A related misconception is that fast-vollib attempts to be a general option-pricing framework. The paper does not support that reading. Its purpose is narrower and more technical: to preserve the familiar py_vollib interface while adding vectorization, backend modularity, and accelerated implied-volatility inversion for modern AI and quantitative workloads. In that sense, its significance lies less in introducing new financial models than in recasting standard Black/BS/BSM analytics into a backend-pluggable computational substrate (Saqur, 29 Apr 2026).

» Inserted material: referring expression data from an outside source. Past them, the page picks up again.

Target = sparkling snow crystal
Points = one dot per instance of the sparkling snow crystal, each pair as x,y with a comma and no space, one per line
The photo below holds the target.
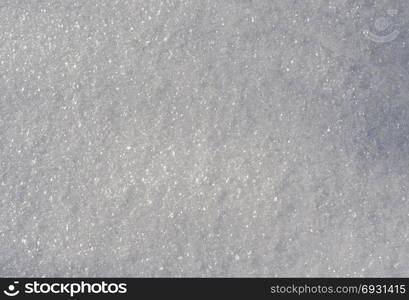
204,138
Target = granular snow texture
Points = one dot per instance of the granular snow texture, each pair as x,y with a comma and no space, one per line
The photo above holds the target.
204,138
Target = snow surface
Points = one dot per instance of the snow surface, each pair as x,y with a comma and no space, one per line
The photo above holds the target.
204,138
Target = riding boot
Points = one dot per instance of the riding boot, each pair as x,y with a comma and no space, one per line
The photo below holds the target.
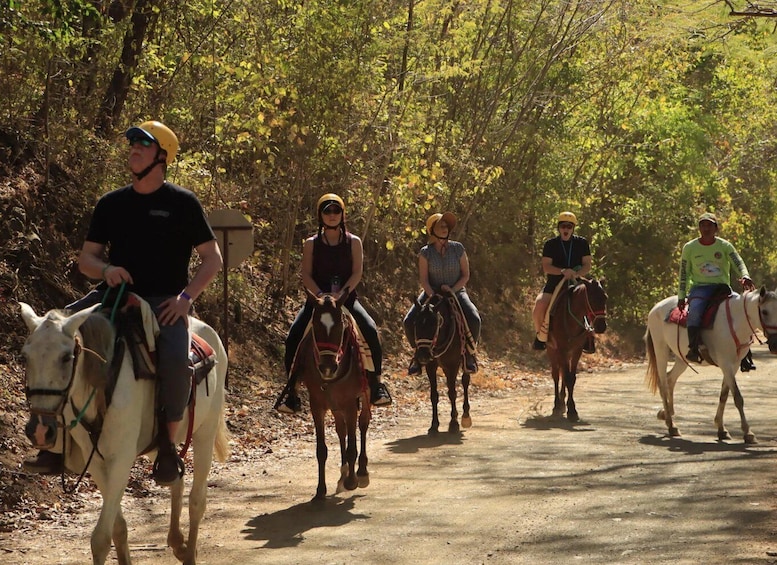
288,402
168,466
694,338
747,363
379,394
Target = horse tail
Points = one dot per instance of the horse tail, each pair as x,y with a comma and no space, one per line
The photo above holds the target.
651,378
221,445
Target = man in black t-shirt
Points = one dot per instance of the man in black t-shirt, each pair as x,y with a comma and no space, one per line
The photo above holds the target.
564,257
143,235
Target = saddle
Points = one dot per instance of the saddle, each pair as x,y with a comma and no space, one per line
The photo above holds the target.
680,317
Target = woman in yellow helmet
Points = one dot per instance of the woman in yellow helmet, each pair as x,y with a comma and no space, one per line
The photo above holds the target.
443,266
332,260
564,257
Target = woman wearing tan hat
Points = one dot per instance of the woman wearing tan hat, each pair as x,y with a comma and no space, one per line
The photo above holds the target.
705,265
332,260
443,266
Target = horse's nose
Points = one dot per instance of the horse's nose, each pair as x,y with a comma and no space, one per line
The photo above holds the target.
41,431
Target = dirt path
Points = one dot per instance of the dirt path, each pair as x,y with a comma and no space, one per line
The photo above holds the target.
518,487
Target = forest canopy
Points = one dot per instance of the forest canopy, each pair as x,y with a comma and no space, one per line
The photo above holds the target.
637,115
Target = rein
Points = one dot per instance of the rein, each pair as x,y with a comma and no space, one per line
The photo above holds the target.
433,342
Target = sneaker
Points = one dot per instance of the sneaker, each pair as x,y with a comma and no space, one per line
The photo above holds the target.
379,395
470,364
168,466
747,364
44,463
291,405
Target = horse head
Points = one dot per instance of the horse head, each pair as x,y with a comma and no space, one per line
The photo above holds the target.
596,304
330,330
51,354
767,315
428,322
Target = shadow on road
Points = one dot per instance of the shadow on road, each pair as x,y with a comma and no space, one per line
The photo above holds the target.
682,445
417,443
285,528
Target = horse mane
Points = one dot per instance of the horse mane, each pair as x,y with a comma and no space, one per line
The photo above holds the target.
98,335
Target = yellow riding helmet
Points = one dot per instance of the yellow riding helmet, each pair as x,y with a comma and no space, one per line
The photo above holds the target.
567,217
449,218
327,199
160,134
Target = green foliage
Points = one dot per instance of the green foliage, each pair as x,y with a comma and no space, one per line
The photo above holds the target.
635,115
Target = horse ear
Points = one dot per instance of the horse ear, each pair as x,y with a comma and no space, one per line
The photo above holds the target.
31,319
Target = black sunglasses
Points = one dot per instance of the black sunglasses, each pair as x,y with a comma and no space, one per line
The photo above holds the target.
144,141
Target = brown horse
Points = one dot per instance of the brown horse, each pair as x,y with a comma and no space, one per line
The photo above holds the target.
579,311
439,343
329,363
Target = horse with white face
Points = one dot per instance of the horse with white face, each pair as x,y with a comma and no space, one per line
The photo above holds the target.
67,358
727,342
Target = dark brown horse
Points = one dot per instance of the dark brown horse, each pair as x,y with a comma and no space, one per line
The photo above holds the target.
439,343
330,365
579,311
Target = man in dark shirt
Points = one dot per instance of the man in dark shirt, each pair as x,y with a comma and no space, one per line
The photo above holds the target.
564,257
143,235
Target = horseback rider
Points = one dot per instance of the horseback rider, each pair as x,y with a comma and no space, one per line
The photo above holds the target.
706,263
564,258
443,266
332,260
149,229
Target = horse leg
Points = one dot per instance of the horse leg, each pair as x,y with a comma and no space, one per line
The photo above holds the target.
203,442
364,423
570,378
111,479
739,402
453,425
466,421
345,424
175,539
120,538
321,453
434,395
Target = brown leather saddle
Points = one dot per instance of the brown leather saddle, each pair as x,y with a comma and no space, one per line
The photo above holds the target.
680,317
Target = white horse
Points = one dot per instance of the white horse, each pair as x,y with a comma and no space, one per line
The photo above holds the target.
727,343
66,356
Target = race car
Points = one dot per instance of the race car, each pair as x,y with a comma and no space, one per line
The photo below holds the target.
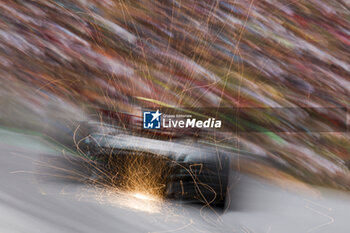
190,171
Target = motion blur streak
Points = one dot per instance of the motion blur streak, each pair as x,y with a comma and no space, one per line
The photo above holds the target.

The broader 2026 literature on implied-volatility solvers indicates that this substrate is open to further specialization. FlashIV, for example, presents a low-latency Black-Scholes inversion path based on normalized out-of-the-money coordinates, an erfcx/log-price residual, and fixed-count Householder refinement, and it explicitly describes integration points for vollib/fast-vollib (Floc'h et al., 27 May 2026). This does not change fast-vollib’s documented feature set, but it situates the library within an active line of work on production-grade implied-volatility inversion where normalization, branch-light iteration, and hardware-conscious implementation are treated as first-class design parameters.